This fall, Preservation Maryland announced LGBTQ history and heritage as a new initiative of our proactive Six-to-Fix program and kicked-off the statewide project with a lecture on November 29, 2018 by LGBTQ history and preservation expert Dr. Susan Ferentinos.
Dr. Susan Ferentinos spoke to an engaged crowd on Thursday, November 29, 2019 at Chase Brexton Health Care in Baltimore City. Dr. Ferentinos is an expert in LGBTQ historical research and author of “Interpreting LGBT History at Museums and Historic Sites.” Her presentation discussed alternative research methods needed to uncover the history of LGBTQ life that was historically illegal and oppressed.
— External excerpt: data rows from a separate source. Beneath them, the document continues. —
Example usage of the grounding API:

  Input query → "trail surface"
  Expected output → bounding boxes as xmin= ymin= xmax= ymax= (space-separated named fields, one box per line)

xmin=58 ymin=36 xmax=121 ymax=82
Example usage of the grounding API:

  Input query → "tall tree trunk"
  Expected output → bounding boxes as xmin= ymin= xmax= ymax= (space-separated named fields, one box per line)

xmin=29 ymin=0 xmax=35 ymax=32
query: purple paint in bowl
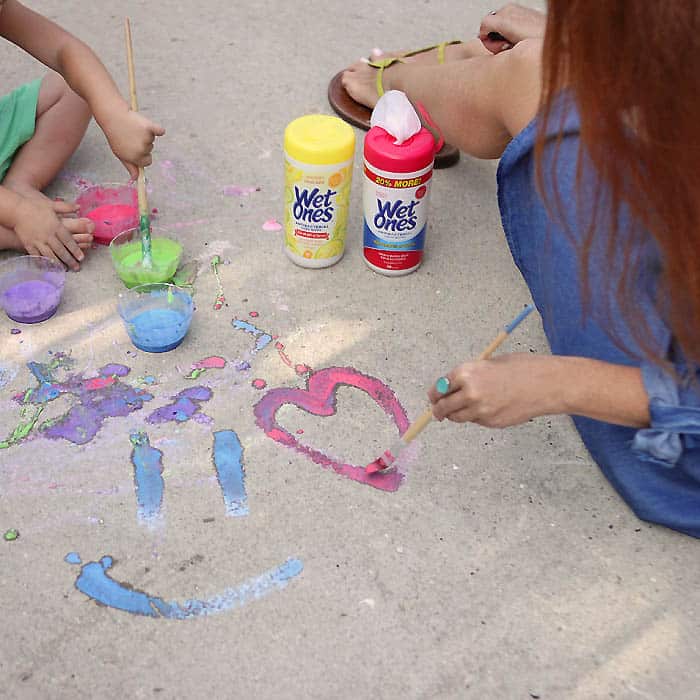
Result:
[0,255,66,323]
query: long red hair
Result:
[542,0,700,362]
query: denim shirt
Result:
[498,93,700,537]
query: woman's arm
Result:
[428,354,649,428]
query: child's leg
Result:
[0,73,92,250]
[2,73,92,195]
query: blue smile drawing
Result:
[65,552,304,620]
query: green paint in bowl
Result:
[109,228,182,289]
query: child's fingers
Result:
[51,199,80,214]
[61,217,95,238]
[151,122,165,136]
[73,233,93,250]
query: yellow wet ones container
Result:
[284,114,355,268]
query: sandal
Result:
[328,41,461,168]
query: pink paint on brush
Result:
[262,219,282,231]
[253,367,409,491]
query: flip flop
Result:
[328,41,460,168]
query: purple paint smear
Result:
[15,353,153,445]
[253,367,409,491]
[146,386,213,424]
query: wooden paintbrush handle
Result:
[401,407,433,445]
[124,17,139,112]
[478,331,508,360]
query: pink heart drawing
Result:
[253,367,409,491]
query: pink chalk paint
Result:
[253,367,409,492]
[76,185,139,245]
[192,355,226,369]
[262,219,282,231]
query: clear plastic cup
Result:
[109,227,182,288]
[118,284,194,352]
[0,255,66,323]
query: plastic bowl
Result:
[118,284,194,352]
[109,228,182,288]
[75,183,139,245]
[0,255,66,323]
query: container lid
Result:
[284,114,355,165]
[365,126,435,173]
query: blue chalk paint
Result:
[214,430,249,517]
[127,309,192,352]
[231,318,272,354]
[129,431,165,521]
[66,552,304,620]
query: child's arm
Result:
[0,186,85,270]
[0,0,165,177]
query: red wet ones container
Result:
[362,126,435,275]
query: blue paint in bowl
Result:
[119,284,194,352]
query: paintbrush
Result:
[124,17,153,268]
[365,304,535,474]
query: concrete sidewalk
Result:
[0,0,700,700]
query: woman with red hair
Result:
[343,0,700,537]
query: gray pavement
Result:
[0,0,700,700]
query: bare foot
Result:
[369,40,485,66]
[342,39,491,109]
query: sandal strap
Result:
[367,56,405,97]
[367,39,462,97]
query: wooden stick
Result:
[124,17,153,268]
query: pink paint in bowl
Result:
[76,184,139,245]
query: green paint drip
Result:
[0,389,44,450]
[112,238,182,288]
[139,214,153,269]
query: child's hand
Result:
[100,109,165,179]
[14,197,95,270]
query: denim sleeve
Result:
[632,364,700,468]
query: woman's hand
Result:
[428,353,563,428]
[479,4,547,53]
[428,353,649,428]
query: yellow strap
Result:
[367,56,405,97]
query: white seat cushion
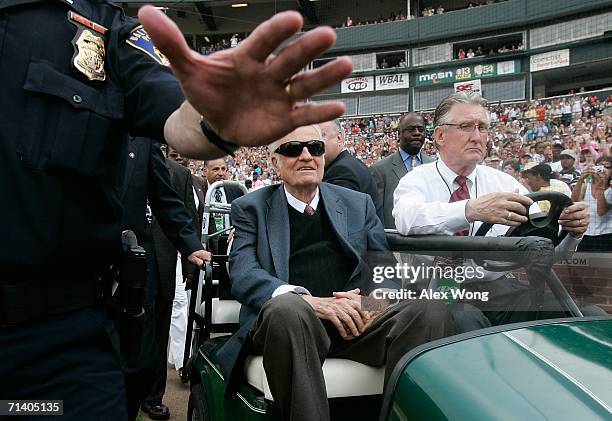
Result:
[200,298,240,325]
[244,355,385,401]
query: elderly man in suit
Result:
[220,126,454,421]
[121,138,210,420]
[370,113,435,228]
[319,119,382,220]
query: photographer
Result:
[572,156,612,251]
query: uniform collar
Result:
[283,187,319,213]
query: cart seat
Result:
[244,355,385,401]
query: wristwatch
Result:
[200,115,240,157]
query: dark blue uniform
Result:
[0,0,183,420]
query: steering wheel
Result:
[474,191,574,272]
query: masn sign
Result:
[416,60,521,86]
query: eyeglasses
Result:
[443,122,491,134]
[274,140,325,158]
[402,126,425,132]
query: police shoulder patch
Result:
[126,25,170,66]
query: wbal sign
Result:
[341,76,374,94]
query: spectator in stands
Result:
[502,159,521,179]
[558,149,580,187]
[521,164,572,213]
[318,120,382,220]
[572,156,612,252]
[370,113,434,228]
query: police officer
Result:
[0,0,351,420]
[121,138,203,420]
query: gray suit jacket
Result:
[370,150,435,229]
[218,183,388,390]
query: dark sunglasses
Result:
[274,140,325,158]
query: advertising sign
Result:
[342,76,374,94]
[529,48,569,72]
[455,79,482,94]
[376,73,409,91]
[416,60,521,86]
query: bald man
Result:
[319,119,382,221]
[219,126,453,421]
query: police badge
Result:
[68,11,107,81]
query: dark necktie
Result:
[448,175,470,236]
[304,205,314,216]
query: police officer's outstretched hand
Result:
[138,6,352,156]
[187,250,212,267]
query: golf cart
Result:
[188,193,612,421]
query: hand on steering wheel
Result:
[475,192,576,245]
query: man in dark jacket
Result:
[319,119,382,221]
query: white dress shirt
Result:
[393,159,580,259]
[272,187,319,298]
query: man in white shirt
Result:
[393,92,589,330]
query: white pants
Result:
[168,254,191,370]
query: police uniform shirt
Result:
[0,0,183,283]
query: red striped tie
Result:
[448,175,470,236]
[304,205,314,216]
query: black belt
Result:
[0,276,101,327]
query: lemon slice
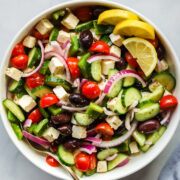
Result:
[123,37,157,76]
[98,9,139,25]
[113,20,155,39]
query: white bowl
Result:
[0,0,180,180]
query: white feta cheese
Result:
[61,13,79,29]
[6,67,23,81]
[18,95,36,112]
[110,45,121,57]
[42,127,60,142]
[106,115,122,130]
[49,57,65,74]
[102,60,115,75]
[109,33,124,47]
[23,36,36,48]
[35,19,54,35]
[72,125,87,139]
[97,161,107,173]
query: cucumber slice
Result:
[153,71,176,92]
[107,153,128,171]
[135,101,160,121]
[91,60,101,82]
[31,85,52,98]
[3,99,25,122]
[97,148,118,161]
[121,87,141,107]
[57,144,74,166]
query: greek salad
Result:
[2,6,178,177]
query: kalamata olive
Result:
[69,93,89,107]
[80,30,93,49]
[58,124,72,136]
[51,113,71,125]
[138,120,160,134]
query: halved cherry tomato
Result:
[159,95,178,109]
[89,41,110,54]
[12,43,24,56]
[75,153,90,172]
[82,81,101,99]
[125,52,138,68]
[95,123,114,136]
[28,108,43,123]
[26,72,44,90]
[40,93,59,108]
[46,156,59,167]
[11,54,28,69]
[67,57,81,79]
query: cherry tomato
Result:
[26,72,44,90]
[67,57,81,79]
[89,41,110,54]
[11,54,28,69]
[95,123,114,136]
[40,93,59,108]
[82,81,101,99]
[12,43,24,56]
[28,108,43,123]
[75,153,90,172]
[125,52,138,68]
[46,156,59,167]
[75,6,92,22]
[159,95,178,109]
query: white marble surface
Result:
[0,0,180,180]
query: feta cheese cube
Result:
[61,13,79,29]
[6,67,23,81]
[72,125,87,139]
[35,19,54,35]
[57,30,71,44]
[49,57,65,74]
[42,127,60,142]
[110,45,121,57]
[109,33,124,47]
[18,95,36,112]
[106,115,122,130]
[97,161,107,173]
[23,36,36,48]
[102,60,115,75]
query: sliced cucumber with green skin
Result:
[121,87,141,107]
[107,153,128,171]
[97,148,119,161]
[135,101,160,121]
[153,71,176,92]
[91,60,102,82]
[74,113,94,126]
[57,144,75,166]
[31,85,52,98]
[45,75,72,91]
[3,99,25,122]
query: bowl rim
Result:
[0,0,180,179]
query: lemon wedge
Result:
[123,37,157,76]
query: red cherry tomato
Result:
[46,156,59,167]
[28,108,43,123]
[125,52,138,68]
[159,95,178,109]
[67,57,81,79]
[26,72,44,90]
[11,54,28,69]
[89,41,110,54]
[75,153,90,172]
[40,93,59,108]
[12,43,24,56]
[82,81,101,99]
[95,123,114,136]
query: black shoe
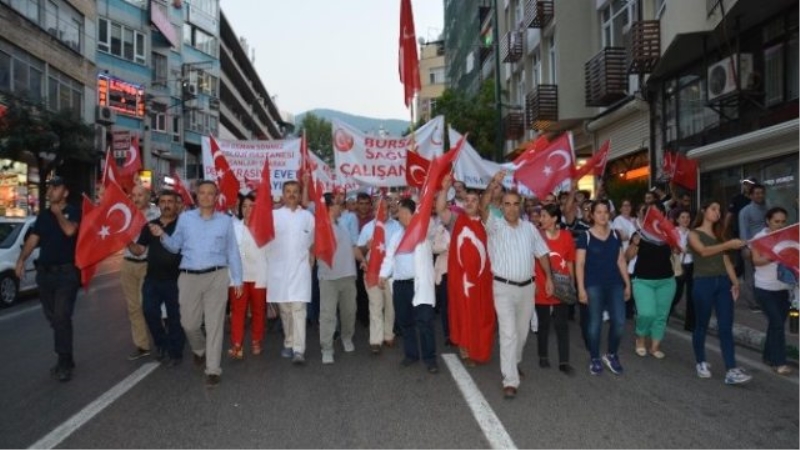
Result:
[206,375,222,389]
[539,358,550,369]
[558,363,575,376]
[128,347,150,361]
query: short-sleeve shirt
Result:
[576,230,624,287]
[136,219,181,281]
[31,204,81,266]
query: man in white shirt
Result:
[380,198,438,374]
[267,181,314,364]
[357,194,403,355]
[317,194,356,364]
[481,171,553,399]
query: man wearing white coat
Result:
[267,181,314,364]
[380,199,439,374]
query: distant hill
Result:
[295,109,411,136]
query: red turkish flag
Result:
[247,157,275,247]
[364,199,387,287]
[642,206,681,248]
[172,171,194,206]
[75,183,147,269]
[447,214,496,362]
[572,141,611,180]
[397,134,467,254]
[209,136,239,211]
[406,150,431,189]
[398,0,422,107]
[672,153,697,191]
[749,224,800,274]
[308,177,336,267]
[514,133,575,198]
[81,193,98,291]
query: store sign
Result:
[97,74,145,117]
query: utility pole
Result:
[492,0,505,162]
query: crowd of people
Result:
[17,172,791,398]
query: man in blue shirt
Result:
[149,180,243,388]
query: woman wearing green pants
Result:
[626,208,676,359]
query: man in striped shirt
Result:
[481,171,553,399]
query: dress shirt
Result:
[161,209,242,286]
[486,214,550,282]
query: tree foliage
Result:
[297,113,333,165]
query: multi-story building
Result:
[415,40,446,122]
[220,13,287,140]
[647,0,800,222]
[0,0,96,210]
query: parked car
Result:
[0,217,39,305]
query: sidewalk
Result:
[672,297,800,366]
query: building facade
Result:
[415,40,447,122]
[0,0,97,211]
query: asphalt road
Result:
[0,266,800,448]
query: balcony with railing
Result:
[500,30,525,63]
[525,0,554,28]
[627,20,661,74]
[525,84,558,130]
[584,47,628,106]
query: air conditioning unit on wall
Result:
[94,105,117,125]
[708,53,755,101]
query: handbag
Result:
[553,272,578,305]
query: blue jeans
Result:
[142,277,186,359]
[36,265,81,368]
[392,280,436,366]
[586,284,625,359]
[755,288,790,366]
[692,275,736,369]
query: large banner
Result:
[331,116,444,187]
[202,136,300,188]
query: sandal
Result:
[228,345,244,359]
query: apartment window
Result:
[97,19,147,65]
[600,0,635,47]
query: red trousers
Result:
[229,281,267,345]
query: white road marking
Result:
[666,328,800,384]
[28,362,159,449]
[442,353,517,449]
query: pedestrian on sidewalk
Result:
[119,185,161,361]
[267,181,314,365]
[15,176,81,382]
[627,206,675,359]
[149,180,242,388]
[128,190,186,367]
[751,207,792,375]
[317,194,358,364]
[575,200,631,375]
[689,201,753,384]
[228,192,267,359]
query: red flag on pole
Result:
[75,183,147,269]
[364,199,386,287]
[398,0,422,107]
[749,224,800,274]
[308,177,336,267]
[209,136,239,211]
[642,206,681,248]
[514,133,575,198]
[572,141,611,180]
[406,150,431,189]
[397,134,467,254]
[247,157,275,247]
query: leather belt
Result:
[181,266,225,275]
[494,275,535,287]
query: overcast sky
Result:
[221,0,444,119]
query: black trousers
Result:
[536,303,569,364]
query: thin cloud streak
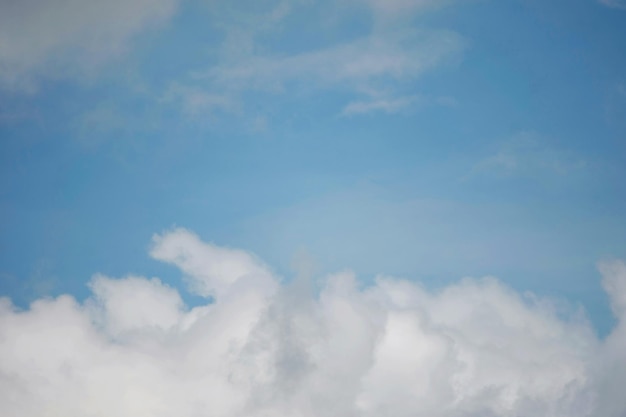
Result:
[0,229,626,417]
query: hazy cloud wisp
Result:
[0,229,626,417]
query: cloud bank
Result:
[0,0,178,91]
[0,229,626,417]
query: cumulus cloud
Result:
[0,0,178,90]
[0,229,626,417]
[598,0,626,10]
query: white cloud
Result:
[342,97,416,116]
[0,229,626,417]
[170,0,465,115]
[471,132,587,177]
[0,0,178,91]
[204,30,462,91]
[598,0,626,10]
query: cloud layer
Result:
[0,0,177,90]
[0,229,626,417]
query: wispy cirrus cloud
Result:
[166,1,465,119]
[598,0,626,10]
[470,132,587,177]
[0,0,178,91]
[0,229,626,417]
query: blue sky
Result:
[0,0,626,333]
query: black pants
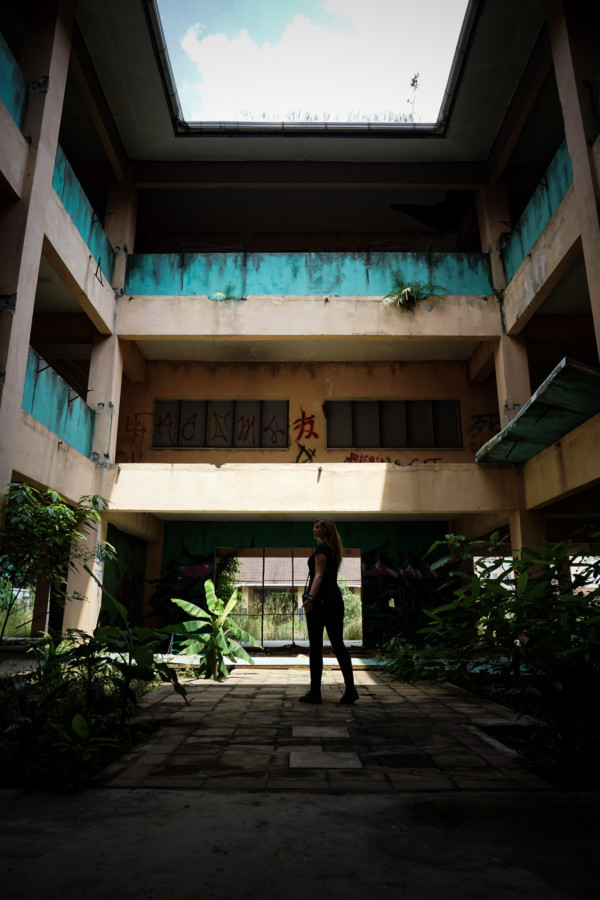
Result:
[306,597,354,693]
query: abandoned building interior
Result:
[0,0,600,646]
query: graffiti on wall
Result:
[344,451,442,467]
[293,408,319,463]
[116,412,152,463]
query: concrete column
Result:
[0,0,75,494]
[106,181,138,294]
[31,578,50,637]
[475,184,510,291]
[143,520,164,624]
[508,509,546,559]
[63,517,108,634]
[494,334,531,428]
[546,0,600,351]
[87,334,123,464]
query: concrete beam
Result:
[116,295,501,341]
[107,510,163,543]
[31,313,96,345]
[132,162,487,191]
[523,414,600,509]
[504,187,581,335]
[103,463,520,517]
[43,189,115,334]
[448,512,510,541]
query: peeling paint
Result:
[125,252,492,299]
[503,141,573,281]
[52,146,114,282]
[22,348,95,457]
[0,34,27,129]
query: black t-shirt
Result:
[308,544,339,600]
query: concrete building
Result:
[0,0,600,643]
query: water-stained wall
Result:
[116,362,499,466]
[125,252,493,302]
[23,348,95,456]
[154,510,448,647]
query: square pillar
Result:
[87,334,123,464]
[107,181,138,295]
[508,509,546,559]
[63,517,108,634]
[546,0,600,353]
[475,184,510,291]
[0,0,75,493]
[494,334,531,428]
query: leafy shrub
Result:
[165,579,261,680]
[384,534,600,781]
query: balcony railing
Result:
[52,146,114,281]
[504,141,573,282]
[125,251,492,302]
[22,347,96,457]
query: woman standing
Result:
[300,519,358,706]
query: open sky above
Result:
[158,0,468,123]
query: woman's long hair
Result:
[315,519,344,572]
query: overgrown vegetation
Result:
[165,579,260,680]
[0,482,106,641]
[381,272,447,312]
[0,484,185,787]
[384,534,600,785]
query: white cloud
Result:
[182,0,465,122]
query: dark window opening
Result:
[152,400,288,449]
[325,400,462,449]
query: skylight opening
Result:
[156,0,468,126]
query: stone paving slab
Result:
[95,668,549,793]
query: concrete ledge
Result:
[116,294,502,341]
[103,463,520,519]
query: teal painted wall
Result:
[504,141,573,282]
[0,28,27,129]
[23,347,95,457]
[125,253,492,299]
[52,147,114,281]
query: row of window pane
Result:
[152,400,288,448]
[152,400,462,449]
[325,400,462,448]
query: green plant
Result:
[0,482,114,640]
[381,272,447,312]
[165,579,261,680]
[384,534,600,780]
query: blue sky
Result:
[158,0,467,122]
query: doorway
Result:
[215,547,362,647]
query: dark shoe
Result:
[339,685,358,706]
[298,691,323,703]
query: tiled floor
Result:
[96,668,549,792]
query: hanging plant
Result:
[381,272,447,312]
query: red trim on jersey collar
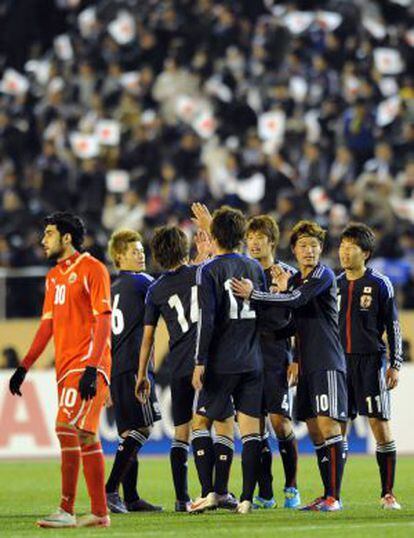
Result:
[57,251,80,269]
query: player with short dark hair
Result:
[137,226,235,512]
[192,206,266,514]
[338,222,403,510]
[246,215,300,508]
[106,229,161,513]
[10,212,111,528]
[233,221,348,512]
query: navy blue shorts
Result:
[171,375,195,426]
[195,370,263,420]
[346,353,391,420]
[111,372,161,435]
[262,368,292,418]
[296,370,348,422]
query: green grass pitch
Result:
[0,456,414,538]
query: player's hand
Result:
[79,366,98,400]
[231,278,253,299]
[9,366,27,396]
[135,376,151,404]
[385,367,400,390]
[270,264,292,292]
[192,364,205,390]
[287,362,299,387]
[191,202,213,234]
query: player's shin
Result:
[214,435,234,495]
[191,430,214,497]
[258,431,273,500]
[170,439,190,502]
[81,441,107,517]
[56,426,81,514]
[240,433,261,502]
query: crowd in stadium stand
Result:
[0,0,414,307]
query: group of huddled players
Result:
[10,204,402,527]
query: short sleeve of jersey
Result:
[87,263,111,316]
[144,288,160,327]
[42,275,55,319]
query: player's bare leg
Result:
[304,416,345,512]
[237,412,261,514]
[270,413,300,508]
[213,417,237,510]
[37,422,81,528]
[369,417,401,510]
[170,421,191,512]
[77,430,111,527]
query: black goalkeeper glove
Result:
[79,366,97,400]
[9,366,27,396]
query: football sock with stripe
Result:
[376,441,397,497]
[105,430,149,493]
[214,435,234,495]
[325,435,345,499]
[56,426,81,514]
[81,441,107,517]
[278,431,298,488]
[257,432,273,500]
[170,439,190,502]
[191,430,214,497]
[122,458,139,503]
[240,433,262,502]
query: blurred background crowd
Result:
[0,0,414,308]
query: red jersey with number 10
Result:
[42,252,111,383]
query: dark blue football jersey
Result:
[196,253,266,374]
[337,268,403,369]
[111,271,154,376]
[145,265,199,378]
[250,264,346,373]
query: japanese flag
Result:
[289,76,308,103]
[53,34,73,62]
[191,110,216,138]
[374,47,404,75]
[95,120,121,146]
[78,7,97,38]
[0,68,29,95]
[316,11,342,32]
[362,17,387,40]
[108,11,135,45]
[106,170,130,193]
[283,11,315,35]
[120,71,140,93]
[236,172,265,204]
[175,95,199,123]
[309,187,332,215]
[258,110,286,144]
[24,60,50,85]
[377,95,401,127]
[69,132,99,159]
[378,77,400,97]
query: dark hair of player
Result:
[340,222,375,261]
[246,215,280,250]
[108,228,142,267]
[150,226,190,270]
[44,211,86,250]
[210,205,246,250]
[290,220,326,247]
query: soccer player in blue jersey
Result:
[338,223,403,510]
[232,221,348,512]
[246,215,300,508]
[106,229,161,513]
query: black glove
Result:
[9,366,27,396]
[79,366,97,400]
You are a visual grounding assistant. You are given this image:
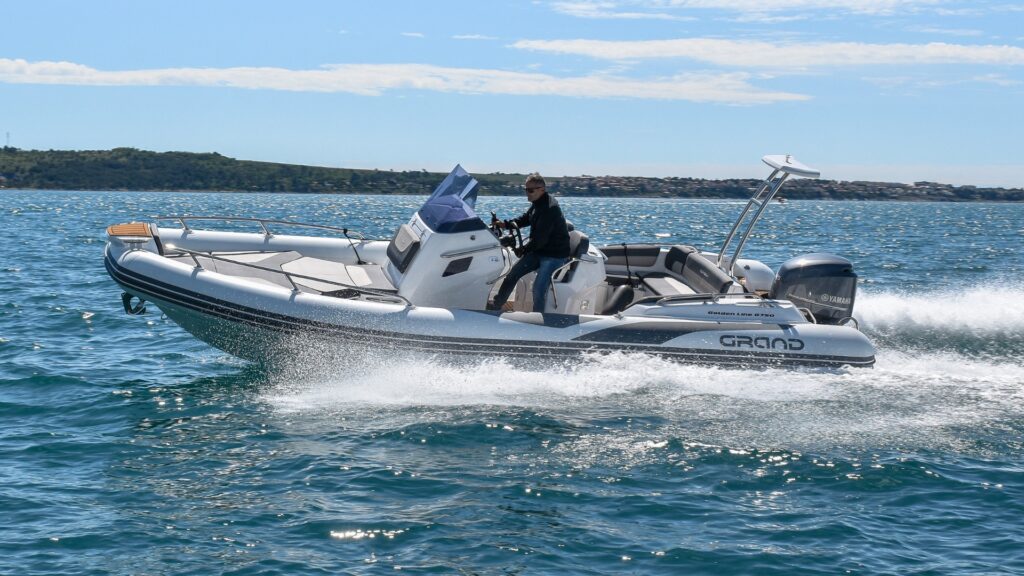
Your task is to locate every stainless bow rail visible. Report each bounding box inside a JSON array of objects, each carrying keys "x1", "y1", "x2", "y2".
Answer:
[
  {"x1": 165, "y1": 245, "x2": 416, "y2": 307},
  {"x1": 153, "y1": 215, "x2": 367, "y2": 242}
]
Sue offered case studies of LGBTQ interpretation at historic sites, like Stonewall National Monument in New York, Jane Addam Hull-House in Chicago, and Phillip Johnson’s Glass House in Connecticut, as examples for future opportunities in Baltimore and Maryland to interpret LGBT history in the Old Line State.
Before her lecture, Dr. Ferentinos spent time with several University of Maryland students that are wrapping up a semester-long preservation studio course identifying historic places in Baltimore significant for their role in LGBTQ life. The UMD studio class was led by Dr. Jeremy C. Wells and will result in new documentation of The Hippo in Baltimore City and a toolkit that can be used by other amateur historians and citizens to continue the necessary work.
A special thank you to Chase Brexton Health Care and Sam McClure of the LGBT Health Resource Center for hosting us and sharing Chase Brexton’s history via their great 40th anniversary retrospective video. This lecture was supported in part by Preservation Maryland and the Maryland Historical Trust through the Heritage Fund grant program.